Les interlocuteurs sociaux commencent d’ailleurs à mal le prendre. S’ils sont mis sur la touche une troisième fois dans le cadre de la négociation sur la modération salariale, ils pourront ranger définitivement leur tablier de négociateur au vestiaire. Or tous, responsables politiques y compris, restent persuadés que, malgré ses défauts, la discussion entre patrons et syndicats demeure la meilleure voie à suivre pour fixer, en bonne intelligence, les balises des matières économiques et sociales. En douceur. En cherchant sans cesse le compromis qui permettra à chaque partie de s’expliquer devant sa base sans être mis en difficulté. Et sans que le gouvernement s’en mêle – il n’est d’ailleurs pas demandeur. Voilà le défi.

L’élection d’un nouveau duo dirigeant à la tête de la FGTB, en juin prochain, ne facilitera pas la donne. Mais le groupe des Dix, qui compte, en réalité 11 membres (2 CSC, 2 FGTB, 1 CGSLB pour le banc syndical, 2 représentants des classes moyennes, 2 dirigeants de la FEB et un délégué du secteur agricole, côté patronal, tous encadrés par le président du groupe qui est traditionnellement le président de la FEB) n’a pas le choix.  » Il existe une volonté commune de trouver les réponses adéquates sans l’intervention du gouvernement, résume Pieter Timmermans, de la FEB. A nous de montrer que nous en sommes capables.  » Avec quelles armes ? Il en existe plusieurs, même si elles ne sont pas légion.
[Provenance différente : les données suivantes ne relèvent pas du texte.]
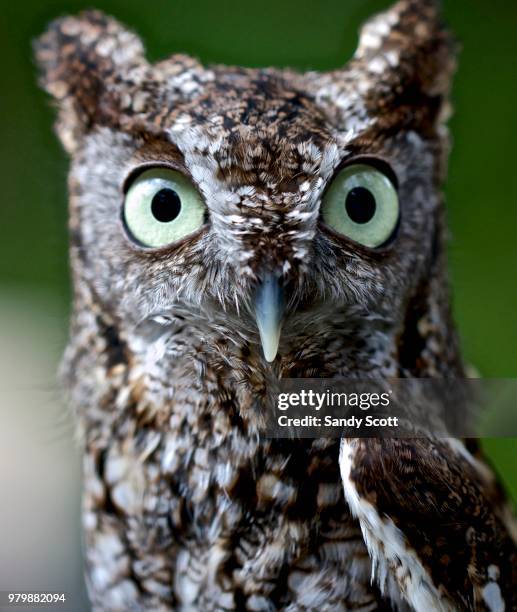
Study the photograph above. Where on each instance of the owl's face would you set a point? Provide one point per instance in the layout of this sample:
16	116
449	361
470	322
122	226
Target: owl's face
243	203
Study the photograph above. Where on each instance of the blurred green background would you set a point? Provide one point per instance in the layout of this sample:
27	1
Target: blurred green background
481	190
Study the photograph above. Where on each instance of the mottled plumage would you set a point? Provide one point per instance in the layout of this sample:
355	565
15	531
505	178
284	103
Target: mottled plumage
187	505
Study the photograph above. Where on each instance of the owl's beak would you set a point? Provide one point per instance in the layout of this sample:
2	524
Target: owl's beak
269	312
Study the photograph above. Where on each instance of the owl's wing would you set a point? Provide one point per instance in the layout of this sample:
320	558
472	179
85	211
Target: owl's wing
433	521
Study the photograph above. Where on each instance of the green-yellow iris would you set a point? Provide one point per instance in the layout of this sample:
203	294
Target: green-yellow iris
362	204
161	207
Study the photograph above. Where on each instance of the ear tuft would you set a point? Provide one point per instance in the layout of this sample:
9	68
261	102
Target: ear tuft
408	46
81	59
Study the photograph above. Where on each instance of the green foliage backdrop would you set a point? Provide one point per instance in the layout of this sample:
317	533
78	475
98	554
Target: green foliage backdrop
482	186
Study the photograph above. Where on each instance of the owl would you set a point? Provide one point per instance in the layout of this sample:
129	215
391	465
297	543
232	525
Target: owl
232	227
L’indexation automatique des salaires : les employeurs réclament l’abrogation de ce système, qui permet d’aligner systématiquement les salaires sur l’évolution du coût de la vie. La Belgique est, avec le Luxembourg, le seul pays d’Europe à la pratiquer. Mais toucher à l’indexation automatique reviendrait à bouleverser tout l’équilibre socio-économique mis en place en Belgique : aujourd’hui, la loi de 1996, plutôt rassurante pour le camp patronal, et l’indexation automatique, véritable garantie pour le banc syndical, assurent un équilibre politique et social juste et tenable. La suppression pure et dure de l’indexation automatique des salaires s’oppose au refus catégorique des syndicats. Parce qu’elle sert notamment à ajuster aussi les allocations sociales et qu’à ce titre, elle incarne par définition le lien de solidarité qui unit les actifs et les non-actifs. C’est dire si l’enjeu est symboliquement chargé. Parce que 5 % des salariés ne vivent déjà qu’avec 770 euros par mois. Parce qu’une diminution du pouvoir d’achat des consommateurs aurait un impact calamiteux sur l’économie. Et que la réaction de la population risque d’être explosive. Les partis de la majorité gouvernementale l’ont compris : aucun d’entre eux ne souhaite que l’on touche à l’indexation automatique des salaires. Les élections communales auront lieu en octobre prochain et le scrutin fédéral, en juin 2007…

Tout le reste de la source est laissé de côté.